La présence des animaux domestiques est anecdotique. Mais elle vient dédramatiser l'instant. Cette toile est réalisée en 1917. D’ailleurs, c’est bien l’uniforme du poilu français que cet homme porte. On voit que la guerre n’en est plus à ses débuts : il a un uniforme bleu horizon, plus propice au camouflage que le pantalon rouge garance du début de la guerre. Et il porte un casque, plus utile contre les obus qu’un simple képi.
Victor Lecomte n’a pas connu le front, trop âgé pour être mobilisé – il a 58 ans en 1914. Et il n’a pas d’enfants qui auraient pu mourir dans les tranchées. De ce point de vue, il est un privilégié. Mais, comme tous ses contemporains, il est profondément marqué par les horreurs de cette nouvelle forme de guerre que sont les tranchées : plus question d’envahir le champ de bataille pour l’évacuer à la nuit tombée. La guerre est désormais présente à toute heure du jour et de la nuit. Et le danger peut venir de partout, y compris des airs. Le choc de ce conflit explique que Victor Lecomte s’éloigne pour une fois de ses sources d’inspiration traditionnelles, son quotidien en famille.

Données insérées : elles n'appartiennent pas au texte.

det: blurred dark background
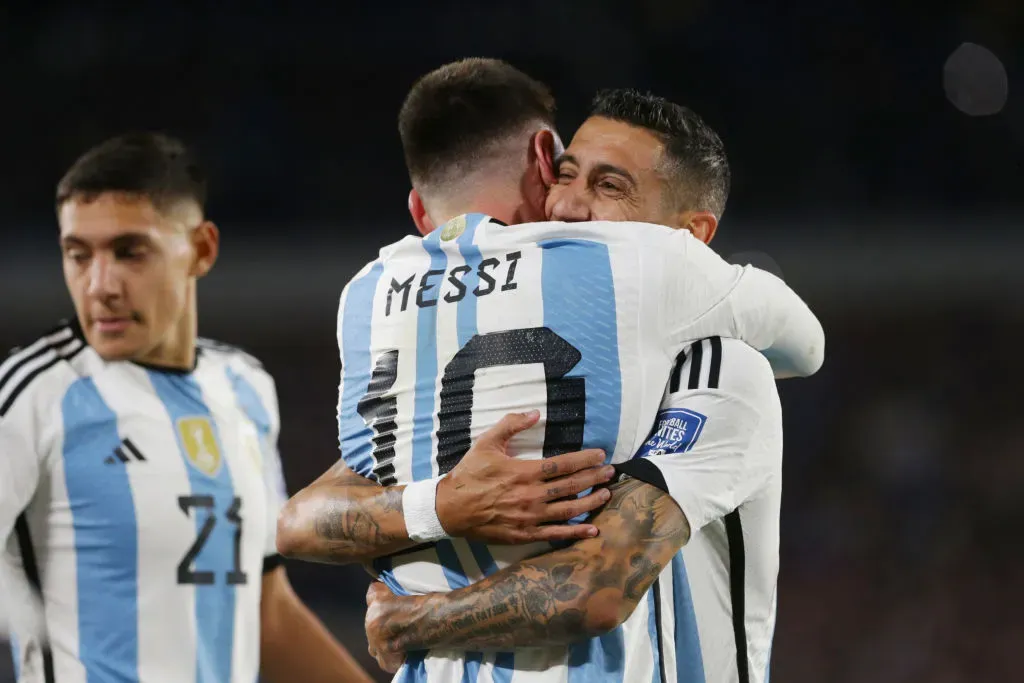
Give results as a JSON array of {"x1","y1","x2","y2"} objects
[{"x1": 2, "y1": 1, "x2": 1022, "y2": 681}]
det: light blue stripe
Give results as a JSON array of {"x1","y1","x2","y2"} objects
[
  {"x1": 225, "y1": 367, "x2": 271, "y2": 441},
  {"x1": 434, "y1": 539, "x2": 471, "y2": 590},
  {"x1": 455, "y1": 213, "x2": 487, "y2": 348},
  {"x1": 61, "y1": 378, "x2": 139, "y2": 682},
  {"x1": 455, "y1": 214, "x2": 501, "y2": 580},
  {"x1": 225, "y1": 367, "x2": 284, "y2": 501},
  {"x1": 371, "y1": 555, "x2": 410, "y2": 597},
  {"x1": 339, "y1": 261, "x2": 385, "y2": 476},
  {"x1": 399, "y1": 652, "x2": 427, "y2": 682},
  {"x1": 671, "y1": 554, "x2": 705, "y2": 683},
  {"x1": 568, "y1": 628, "x2": 625, "y2": 683},
  {"x1": 764, "y1": 631, "x2": 774, "y2": 683},
  {"x1": 460, "y1": 651, "x2": 483, "y2": 683},
  {"x1": 148, "y1": 372, "x2": 236, "y2": 683},
  {"x1": 411, "y1": 230, "x2": 448, "y2": 482},
  {"x1": 647, "y1": 590, "x2": 662, "y2": 683},
  {"x1": 540, "y1": 239, "x2": 622, "y2": 460},
  {"x1": 9, "y1": 633, "x2": 20, "y2": 681},
  {"x1": 492, "y1": 652, "x2": 515, "y2": 683}
]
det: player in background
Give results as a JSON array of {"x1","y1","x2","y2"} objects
[
  {"x1": 0, "y1": 134, "x2": 372, "y2": 683},
  {"x1": 359, "y1": 90, "x2": 788, "y2": 683},
  {"x1": 277, "y1": 61, "x2": 822, "y2": 682}
]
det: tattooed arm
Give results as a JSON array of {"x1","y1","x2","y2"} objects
[
  {"x1": 276, "y1": 412, "x2": 614, "y2": 565},
  {"x1": 365, "y1": 476, "x2": 689, "y2": 657},
  {"x1": 276, "y1": 459, "x2": 413, "y2": 563}
]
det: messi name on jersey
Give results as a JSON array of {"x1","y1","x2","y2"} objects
[{"x1": 385, "y1": 250, "x2": 522, "y2": 316}]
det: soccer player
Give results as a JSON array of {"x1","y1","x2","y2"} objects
[
  {"x1": 277, "y1": 60, "x2": 822, "y2": 682},
  {"x1": 0, "y1": 134, "x2": 373, "y2": 683},
  {"x1": 358, "y1": 92, "x2": 786, "y2": 683}
]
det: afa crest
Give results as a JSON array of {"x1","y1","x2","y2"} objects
[
  {"x1": 178, "y1": 416, "x2": 222, "y2": 477},
  {"x1": 440, "y1": 214, "x2": 467, "y2": 241}
]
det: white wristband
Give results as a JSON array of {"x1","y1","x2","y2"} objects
[{"x1": 402, "y1": 476, "x2": 449, "y2": 543}]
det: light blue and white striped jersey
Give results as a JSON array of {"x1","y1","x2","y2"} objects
[
  {"x1": 0, "y1": 321, "x2": 287, "y2": 683},
  {"x1": 336, "y1": 215, "x2": 816, "y2": 682}
]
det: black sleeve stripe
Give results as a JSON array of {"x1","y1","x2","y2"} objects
[
  {"x1": 262, "y1": 553, "x2": 285, "y2": 574},
  {"x1": 15, "y1": 514, "x2": 55, "y2": 683},
  {"x1": 669, "y1": 348, "x2": 688, "y2": 393},
  {"x1": 707, "y1": 336, "x2": 722, "y2": 389},
  {"x1": 669, "y1": 336, "x2": 725, "y2": 395},
  {"x1": 652, "y1": 578, "x2": 669, "y2": 683},
  {"x1": 0, "y1": 325, "x2": 75, "y2": 396},
  {"x1": 725, "y1": 509, "x2": 750, "y2": 683},
  {"x1": 686, "y1": 338, "x2": 704, "y2": 389},
  {"x1": 0, "y1": 341, "x2": 86, "y2": 418},
  {"x1": 613, "y1": 458, "x2": 670, "y2": 493}
]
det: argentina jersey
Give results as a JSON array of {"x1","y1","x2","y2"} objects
[
  {"x1": 0, "y1": 320, "x2": 287, "y2": 683},
  {"x1": 336, "y1": 214, "x2": 806, "y2": 682}
]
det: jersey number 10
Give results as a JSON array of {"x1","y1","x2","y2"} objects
[{"x1": 357, "y1": 327, "x2": 586, "y2": 486}]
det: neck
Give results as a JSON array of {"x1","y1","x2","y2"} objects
[
  {"x1": 138, "y1": 285, "x2": 198, "y2": 371},
  {"x1": 432, "y1": 192, "x2": 524, "y2": 228}
]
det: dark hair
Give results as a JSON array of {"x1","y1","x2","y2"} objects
[
  {"x1": 590, "y1": 89, "x2": 730, "y2": 218},
  {"x1": 399, "y1": 58, "x2": 556, "y2": 190},
  {"x1": 56, "y1": 132, "x2": 207, "y2": 213}
]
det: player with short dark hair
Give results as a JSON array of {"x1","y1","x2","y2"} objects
[
  {"x1": 398, "y1": 57, "x2": 564, "y2": 235},
  {"x1": 587, "y1": 88, "x2": 730, "y2": 220},
  {"x1": 0, "y1": 133, "x2": 372, "y2": 683}
]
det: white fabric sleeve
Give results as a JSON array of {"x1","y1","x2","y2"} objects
[
  {"x1": 614, "y1": 338, "x2": 782, "y2": 533},
  {"x1": 262, "y1": 440, "x2": 288, "y2": 560},
  {"x1": 660, "y1": 229, "x2": 825, "y2": 378},
  {"x1": 0, "y1": 404, "x2": 42, "y2": 549},
  {"x1": 245, "y1": 366, "x2": 288, "y2": 561}
]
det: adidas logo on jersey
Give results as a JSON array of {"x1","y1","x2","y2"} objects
[{"x1": 105, "y1": 438, "x2": 147, "y2": 465}]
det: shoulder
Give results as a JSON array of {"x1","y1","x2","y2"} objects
[
  {"x1": 197, "y1": 337, "x2": 272, "y2": 385},
  {"x1": 1, "y1": 319, "x2": 89, "y2": 419},
  {"x1": 471, "y1": 219, "x2": 671, "y2": 247},
  {"x1": 670, "y1": 336, "x2": 776, "y2": 403}
]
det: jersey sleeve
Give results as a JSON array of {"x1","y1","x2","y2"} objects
[
  {"x1": 233, "y1": 359, "x2": 288, "y2": 561},
  {"x1": 0, "y1": 398, "x2": 41, "y2": 549},
  {"x1": 614, "y1": 337, "x2": 782, "y2": 533},
  {"x1": 258, "y1": 376, "x2": 288, "y2": 560},
  {"x1": 659, "y1": 229, "x2": 825, "y2": 378}
]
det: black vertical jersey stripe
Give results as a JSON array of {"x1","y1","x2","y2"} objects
[
  {"x1": 669, "y1": 348, "x2": 688, "y2": 393},
  {"x1": 725, "y1": 510, "x2": 750, "y2": 683},
  {"x1": 707, "y1": 336, "x2": 722, "y2": 389},
  {"x1": 14, "y1": 514, "x2": 56, "y2": 683},
  {"x1": 686, "y1": 339, "x2": 704, "y2": 390},
  {"x1": 652, "y1": 578, "x2": 669, "y2": 683}
]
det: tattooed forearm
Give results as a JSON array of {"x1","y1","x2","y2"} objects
[
  {"x1": 383, "y1": 477, "x2": 690, "y2": 652},
  {"x1": 277, "y1": 464, "x2": 418, "y2": 564},
  {"x1": 310, "y1": 486, "x2": 407, "y2": 558}
]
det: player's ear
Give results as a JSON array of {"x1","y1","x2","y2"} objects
[
  {"x1": 532, "y1": 129, "x2": 560, "y2": 189},
  {"x1": 189, "y1": 221, "x2": 220, "y2": 278},
  {"x1": 408, "y1": 189, "x2": 435, "y2": 237},
  {"x1": 679, "y1": 211, "x2": 718, "y2": 244}
]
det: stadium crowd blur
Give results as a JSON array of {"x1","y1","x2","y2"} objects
[{"x1": 1, "y1": 1, "x2": 1021, "y2": 681}]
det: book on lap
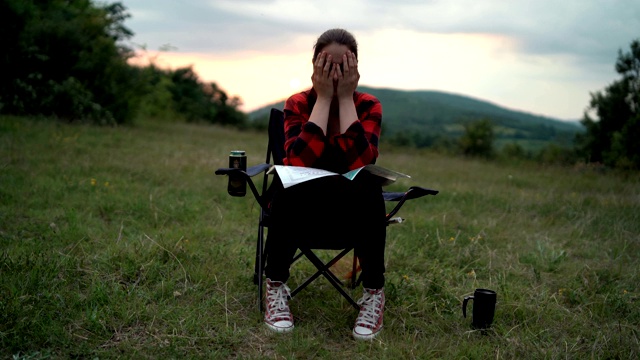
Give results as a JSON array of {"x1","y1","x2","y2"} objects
[{"x1": 267, "y1": 164, "x2": 410, "y2": 189}]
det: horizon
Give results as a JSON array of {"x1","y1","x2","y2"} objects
[{"x1": 241, "y1": 84, "x2": 585, "y2": 122}]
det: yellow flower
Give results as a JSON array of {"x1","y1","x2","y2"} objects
[
  {"x1": 467, "y1": 269, "x2": 476, "y2": 277},
  {"x1": 402, "y1": 274, "x2": 409, "y2": 281},
  {"x1": 104, "y1": 181, "x2": 110, "y2": 187},
  {"x1": 90, "y1": 178, "x2": 97, "y2": 186}
]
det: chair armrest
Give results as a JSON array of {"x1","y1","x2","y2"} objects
[
  {"x1": 215, "y1": 163, "x2": 272, "y2": 208},
  {"x1": 384, "y1": 186, "x2": 439, "y2": 221},
  {"x1": 215, "y1": 163, "x2": 271, "y2": 177},
  {"x1": 383, "y1": 186, "x2": 439, "y2": 201},
  {"x1": 247, "y1": 163, "x2": 272, "y2": 177}
]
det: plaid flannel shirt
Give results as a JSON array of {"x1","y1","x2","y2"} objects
[{"x1": 282, "y1": 89, "x2": 382, "y2": 173}]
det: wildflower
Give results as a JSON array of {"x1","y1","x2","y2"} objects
[
  {"x1": 467, "y1": 269, "x2": 476, "y2": 277},
  {"x1": 402, "y1": 274, "x2": 409, "y2": 281},
  {"x1": 449, "y1": 237, "x2": 455, "y2": 242},
  {"x1": 91, "y1": 178, "x2": 97, "y2": 186},
  {"x1": 104, "y1": 181, "x2": 110, "y2": 187}
]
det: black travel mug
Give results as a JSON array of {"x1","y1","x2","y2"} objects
[{"x1": 462, "y1": 288, "x2": 497, "y2": 329}]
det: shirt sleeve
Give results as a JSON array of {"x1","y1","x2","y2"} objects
[
  {"x1": 282, "y1": 92, "x2": 327, "y2": 167},
  {"x1": 330, "y1": 94, "x2": 382, "y2": 170}
]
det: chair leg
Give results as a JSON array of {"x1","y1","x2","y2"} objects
[
  {"x1": 256, "y1": 224, "x2": 265, "y2": 312},
  {"x1": 292, "y1": 251, "x2": 304, "y2": 263},
  {"x1": 350, "y1": 251, "x2": 358, "y2": 289},
  {"x1": 289, "y1": 250, "x2": 346, "y2": 294},
  {"x1": 291, "y1": 248, "x2": 360, "y2": 310},
  {"x1": 254, "y1": 232, "x2": 262, "y2": 285}
]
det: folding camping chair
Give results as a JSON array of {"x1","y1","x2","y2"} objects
[{"x1": 215, "y1": 108, "x2": 438, "y2": 312}]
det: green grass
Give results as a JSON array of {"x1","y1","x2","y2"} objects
[{"x1": 1, "y1": 116, "x2": 639, "y2": 359}]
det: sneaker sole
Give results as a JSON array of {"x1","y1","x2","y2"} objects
[
  {"x1": 266, "y1": 322, "x2": 294, "y2": 333},
  {"x1": 352, "y1": 326, "x2": 382, "y2": 340}
]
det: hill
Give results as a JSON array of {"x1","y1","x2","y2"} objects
[{"x1": 248, "y1": 86, "x2": 583, "y2": 150}]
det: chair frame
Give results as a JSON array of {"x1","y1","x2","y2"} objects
[{"x1": 216, "y1": 108, "x2": 438, "y2": 312}]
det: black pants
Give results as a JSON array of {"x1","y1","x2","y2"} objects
[{"x1": 264, "y1": 174, "x2": 387, "y2": 289}]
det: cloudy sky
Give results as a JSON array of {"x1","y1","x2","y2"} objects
[{"x1": 121, "y1": 0, "x2": 638, "y2": 120}]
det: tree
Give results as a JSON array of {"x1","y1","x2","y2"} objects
[
  {"x1": 501, "y1": 142, "x2": 528, "y2": 160},
  {"x1": 1, "y1": 1, "x2": 248, "y2": 126},
  {"x1": 459, "y1": 119, "x2": 495, "y2": 158},
  {"x1": 576, "y1": 39, "x2": 640, "y2": 170},
  {"x1": 0, "y1": 0, "x2": 140, "y2": 124},
  {"x1": 165, "y1": 66, "x2": 247, "y2": 126}
]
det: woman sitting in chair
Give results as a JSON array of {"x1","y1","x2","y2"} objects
[{"x1": 264, "y1": 28, "x2": 386, "y2": 340}]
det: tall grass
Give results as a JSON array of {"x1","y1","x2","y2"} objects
[{"x1": 1, "y1": 116, "x2": 638, "y2": 359}]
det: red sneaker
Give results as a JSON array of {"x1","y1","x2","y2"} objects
[
  {"x1": 353, "y1": 288, "x2": 384, "y2": 340},
  {"x1": 264, "y1": 278, "x2": 294, "y2": 333}
]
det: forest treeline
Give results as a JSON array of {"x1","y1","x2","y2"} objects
[
  {"x1": 1, "y1": 1, "x2": 638, "y2": 170},
  {"x1": 0, "y1": 0, "x2": 247, "y2": 126}
]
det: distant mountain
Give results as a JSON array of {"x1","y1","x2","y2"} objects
[{"x1": 248, "y1": 86, "x2": 583, "y2": 150}]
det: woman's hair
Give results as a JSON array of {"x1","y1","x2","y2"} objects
[{"x1": 312, "y1": 28, "x2": 358, "y2": 62}]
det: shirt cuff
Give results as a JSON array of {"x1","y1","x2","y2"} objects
[
  {"x1": 302, "y1": 121, "x2": 326, "y2": 137},
  {"x1": 330, "y1": 121, "x2": 363, "y2": 143}
]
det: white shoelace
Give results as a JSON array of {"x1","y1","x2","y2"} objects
[
  {"x1": 356, "y1": 290, "x2": 383, "y2": 328},
  {"x1": 266, "y1": 282, "x2": 292, "y2": 320}
]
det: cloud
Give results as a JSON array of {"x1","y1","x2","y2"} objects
[
  {"x1": 125, "y1": 0, "x2": 309, "y2": 53},
  {"x1": 121, "y1": 0, "x2": 639, "y2": 119},
  {"x1": 125, "y1": 0, "x2": 638, "y2": 63}
]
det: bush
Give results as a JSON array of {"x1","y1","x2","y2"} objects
[{"x1": 459, "y1": 118, "x2": 495, "y2": 158}]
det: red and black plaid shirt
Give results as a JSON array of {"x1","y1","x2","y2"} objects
[{"x1": 283, "y1": 89, "x2": 382, "y2": 174}]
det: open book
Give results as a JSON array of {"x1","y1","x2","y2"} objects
[{"x1": 268, "y1": 164, "x2": 410, "y2": 189}]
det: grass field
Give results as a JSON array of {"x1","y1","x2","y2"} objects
[{"x1": 1, "y1": 116, "x2": 639, "y2": 359}]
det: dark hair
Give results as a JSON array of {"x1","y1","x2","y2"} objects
[{"x1": 312, "y1": 28, "x2": 358, "y2": 62}]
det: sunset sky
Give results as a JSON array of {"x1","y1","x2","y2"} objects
[{"x1": 121, "y1": 0, "x2": 638, "y2": 121}]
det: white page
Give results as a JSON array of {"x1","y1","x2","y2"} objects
[{"x1": 269, "y1": 165, "x2": 338, "y2": 188}]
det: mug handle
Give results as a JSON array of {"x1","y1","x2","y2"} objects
[{"x1": 462, "y1": 296, "x2": 474, "y2": 318}]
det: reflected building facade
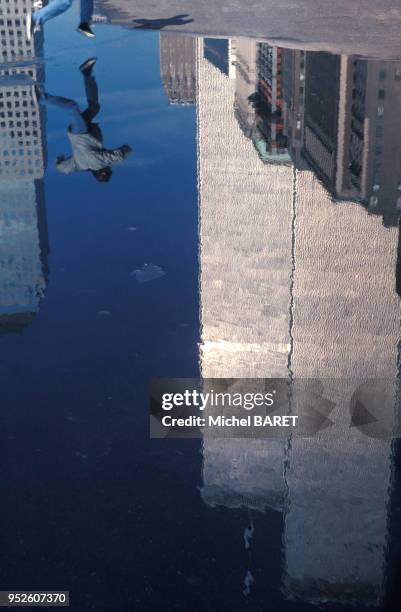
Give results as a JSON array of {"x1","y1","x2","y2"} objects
[
  {"x1": 195, "y1": 36, "x2": 399, "y2": 607},
  {"x1": 197, "y1": 36, "x2": 294, "y2": 511},
  {"x1": 160, "y1": 34, "x2": 196, "y2": 105},
  {"x1": 302, "y1": 52, "x2": 401, "y2": 226},
  {"x1": 284, "y1": 167, "x2": 398, "y2": 606},
  {"x1": 254, "y1": 43, "x2": 291, "y2": 162},
  {"x1": 233, "y1": 39, "x2": 257, "y2": 139},
  {"x1": 203, "y1": 38, "x2": 236, "y2": 78},
  {"x1": 301, "y1": 51, "x2": 342, "y2": 188},
  {"x1": 234, "y1": 40, "x2": 295, "y2": 164},
  {"x1": 346, "y1": 58, "x2": 401, "y2": 225},
  {"x1": 233, "y1": 40, "x2": 401, "y2": 227},
  {"x1": 281, "y1": 48, "x2": 306, "y2": 167},
  {"x1": 0, "y1": 0, "x2": 48, "y2": 333}
]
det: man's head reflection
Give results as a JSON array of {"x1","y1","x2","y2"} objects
[
  {"x1": 38, "y1": 58, "x2": 132, "y2": 182},
  {"x1": 92, "y1": 167, "x2": 112, "y2": 183}
]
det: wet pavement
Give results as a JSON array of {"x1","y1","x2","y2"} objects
[{"x1": 95, "y1": 0, "x2": 401, "y2": 58}]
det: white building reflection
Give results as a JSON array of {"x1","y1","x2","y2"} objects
[
  {"x1": 198, "y1": 37, "x2": 293, "y2": 512},
  {"x1": 0, "y1": 0, "x2": 48, "y2": 333},
  {"x1": 197, "y1": 36, "x2": 400, "y2": 606}
]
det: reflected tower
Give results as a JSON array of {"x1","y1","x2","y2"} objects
[
  {"x1": 0, "y1": 0, "x2": 48, "y2": 333},
  {"x1": 235, "y1": 41, "x2": 294, "y2": 164},
  {"x1": 254, "y1": 43, "x2": 291, "y2": 162},
  {"x1": 197, "y1": 36, "x2": 294, "y2": 511},
  {"x1": 284, "y1": 50, "x2": 400, "y2": 605},
  {"x1": 283, "y1": 168, "x2": 399, "y2": 606},
  {"x1": 344, "y1": 58, "x2": 401, "y2": 226},
  {"x1": 234, "y1": 39, "x2": 257, "y2": 139},
  {"x1": 196, "y1": 36, "x2": 399, "y2": 607},
  {"x1": 302, "y1": 52, "x2": 401, "y2": 227},
  {"x1": 281, "y1": 48, "x2": 306, "y2": 168},
  {"x1": 160, "y1": 33, "x2": 196, "y2": 105}
]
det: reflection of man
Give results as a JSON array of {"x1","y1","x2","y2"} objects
[
  {"x1": 38, "y1": 58, "x2": 132, "y2": 182},
  {"x1": 27, "y1": 0, "x2": 96, "y2": 41}
]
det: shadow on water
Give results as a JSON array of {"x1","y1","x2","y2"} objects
[{"x1": 132, "y1": 14, "x2": 194, "y2": 30}]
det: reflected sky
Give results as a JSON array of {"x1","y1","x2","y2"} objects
[{"x1": 1, "y1": 2, "x2": 401, "y2": 611}]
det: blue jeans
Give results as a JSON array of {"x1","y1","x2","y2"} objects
[
  {"x1": 33, "y1": 0, "x2": 94, "y2": 25},
  {"x1": 45, "y1": 94, "x2": 87, "y2": 133},
  {"x1": 44, "y1": 70, "x2": 100, "y2": 134}
]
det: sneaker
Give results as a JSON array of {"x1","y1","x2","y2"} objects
[
  {"x1": 79, "y1": 57, "x2": 97, "y2": 75},
  {"x1": 77, "y1": 22, "x2": 95, "y2": 38}
]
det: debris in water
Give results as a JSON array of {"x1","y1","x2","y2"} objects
[
  {"x1": 131, "y1": 264, "x2": 166, "y2": 284},
  {"x1": 243, "y1": 571, "x2": 254, "y2": 596},
  {"x1": 127, "y1": 226, "x2": 137, "y2": 231},
  {"x1": 186, "y1": 575, "x2": 202, "y2": 586},
  {"x1": 66, "y1": 416, "x2": 84, "y2": 424},
  {"x1": 96, "y1": 310, "x2": 112, "y2": 316},
  {"x1": 244, "y1": 523, "x2": 254, "y2": 550}
]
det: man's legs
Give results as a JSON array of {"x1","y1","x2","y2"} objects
[
  {"x1": 32, "y1": 0, "x2": 73, "y2": 25},
  {"x1": 80, "y1": 62, "x2": 100, "y2": 124},
  {"x1": 80, "y1": 0, "x2": 94, "y2": 24},
  {"x1": 77, "y1": 0, "x2": 95, "y2": 37},
  {"x1": 44, "y1": 94, "x2": 87, "y2": 134}
]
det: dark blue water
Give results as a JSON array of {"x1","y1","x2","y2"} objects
[
  {"x1": 0, "y1": 6, "x2": 202, "y2": 610},
  {"x1": 1, "y1": 4, "x2": 401, "y2": 611}
]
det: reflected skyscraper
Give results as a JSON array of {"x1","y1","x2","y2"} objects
[
  {"x1": 203, "y1": 38, "x2": 236, "y2": 78},
  {"x1": 284, "y1": 168, "x2": 398, "y2": 606},
  {"x1": 197, "y1": 35, "x2": 293, "y2": 511},
  {"x1": 301, "y1": 51, "x2": 341, "y2": 189},
  {"x1": 234, "y1": 39, "x2": 257, "y2": 139},
  {"x1": 254, "y1": 43, "x2": 291, "y2": 162},
  {"x1": 0, "y1": 0, "x2": 48, "y2": 333},
  {"x1": 345, "y1": 57, "x2": 401, "y2": 226},
  {"x1": 302, "y1": 52, "x2": 401, "y2": 226},
  {"x1": 234, "y1": 40, "x2": 294, "y2": 163},
  {"x1": 160, "y1": 33, "x2": 196, "y2": 105},
  {"x1": 195, "y1": 36, "x2": 399, "y2": 607},
  {"x1": 281, "y1": 48, "x2": 306, "y2": 167}
]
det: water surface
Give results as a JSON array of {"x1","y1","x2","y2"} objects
[{"x1": 1, "y1": 3, "x2": 401, "y2": 611}]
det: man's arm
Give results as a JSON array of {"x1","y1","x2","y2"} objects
[
  {"x1": 55, "y1": 156, "x2": 78, "y2": 174},
  {"x1": 99, "y1": 144, "x2": 132, "y2": 166}
]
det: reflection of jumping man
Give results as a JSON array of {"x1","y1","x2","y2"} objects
[
  {"x1": 27, "y1": 0, "x2": 96, "y2": 41},
  {"x1": 38, "y1": 59, "x2": 132, "y2": 183}
]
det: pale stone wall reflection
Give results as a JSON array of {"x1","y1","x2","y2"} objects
[
  {"x1": 198, "y1": 36, "x2": 399, "y2": 606},
  {"x1": 198, "y1": 37, "x2": 293, "y2": 512}
]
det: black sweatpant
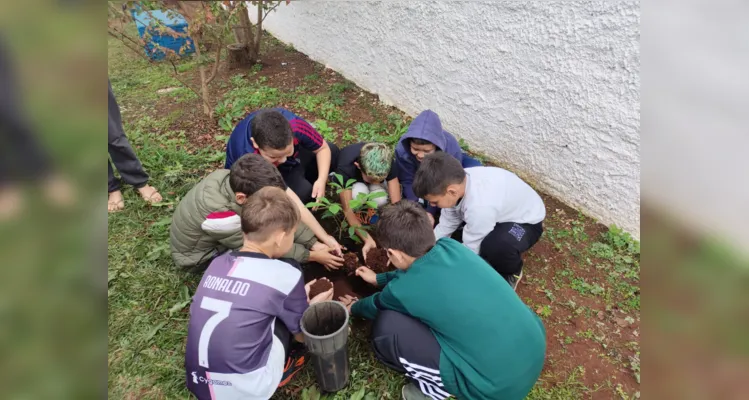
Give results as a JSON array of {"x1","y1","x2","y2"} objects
[
  {"x1": 372, "y1": 310, "x2": 452, "y2": 400},
  {"x1": 279, "y1": 141, "x2": 339, "y2": 203},
  {"x1": 478, "y1": 222, "x2": 544, "y2": 280},
  {"x1": 0, "y1": 36, "x2": 51, "y2": 186},
  {"x1": 108, "y1": 80, "x2": 150, "y2": 193}
]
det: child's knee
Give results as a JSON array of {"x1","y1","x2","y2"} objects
[
  {"x1": 368, "y1": 184, "x2": 389, "y2": 208},
  {"x1": 351, "y1": 182, "x2": 370, "y2": 198}
]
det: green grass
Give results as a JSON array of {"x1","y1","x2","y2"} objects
[{"x1": 107, "y1": 31, "x2": 636, "y2": 399}]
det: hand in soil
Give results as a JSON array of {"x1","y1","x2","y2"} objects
[
  {"x1": 342, "y1": 252, "x2": 359, "y2": 274},
  {"x1": 305, "y1": 278, "x2": 334, "y2": 304},
  {"x1": 365, "y1": 248, "x2": 391, "y2": 273},
  {"x1": 355, "y1": 266, "x2": 377, "y2": 286},
  {"x1": 338, "y1": 294, "x2": 358, "y2": 313},
  {"x1": 361, "y1": 237, "x2": 377, "y2": 263},
  {"x1": 320, "y1": 235, "x2": 344, "y2": 256},
  {"x1": 310, "y1": 247, "x2": 344, "y2": 270}
]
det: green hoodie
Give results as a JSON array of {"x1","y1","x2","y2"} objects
[{"x1": 352, "y1": 238, "x2": 546, "y2": 400}]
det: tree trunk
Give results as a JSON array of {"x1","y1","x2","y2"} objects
[
  {"x1": 253, "y1": 1, "x2": 263, "y2": 60},
  {"x1": 192, "y1": 35, "x2": 212, "y2": 117},
  {"x1": 227, "y1": 43, "x2": 252, "y2": 69}
]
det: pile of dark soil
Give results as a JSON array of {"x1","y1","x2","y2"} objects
[
  {"x1": 366, "y1": 248, "x2": 391, "y2": 273},
  {"x1": 307, "y1": 278, "x2": 333, "y2": 299},
  {"x1": 342, "y1": 252, "x2": 359, "y2": 273}
]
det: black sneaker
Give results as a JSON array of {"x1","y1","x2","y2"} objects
[{"x1": 506, "y1": 271, "x2": 523, "y2": 291}]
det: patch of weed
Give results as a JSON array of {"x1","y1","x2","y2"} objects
[{"x1": 312, "y1": 120, "x2": 337, "y2": 143}]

Observez la pudeur de l’éclairage choisi par Victor Lecomte. Là encore, une grande partie de la scène est dans la pénombre. Et cette fois, les figures elles aussi y sont plongées. Le peintre semble ne pas vouloir déranger ce moment d’intimité. En revanche, la lampe posée sur la table éclaire frontalement le repas auquel l’épouse a dû consacrer une partie de la journée. Associée à la soupe fumante et réconfortante, cette lampe fait figure de symbole, symbole du foyer, de sa stabilité et de sa chaleur. Elle permet également de replacer l’instantané de la scène dans un temps qui se déroule : la préparation du repas en amont et le partage de ce même repas à l'arrivée du soldat.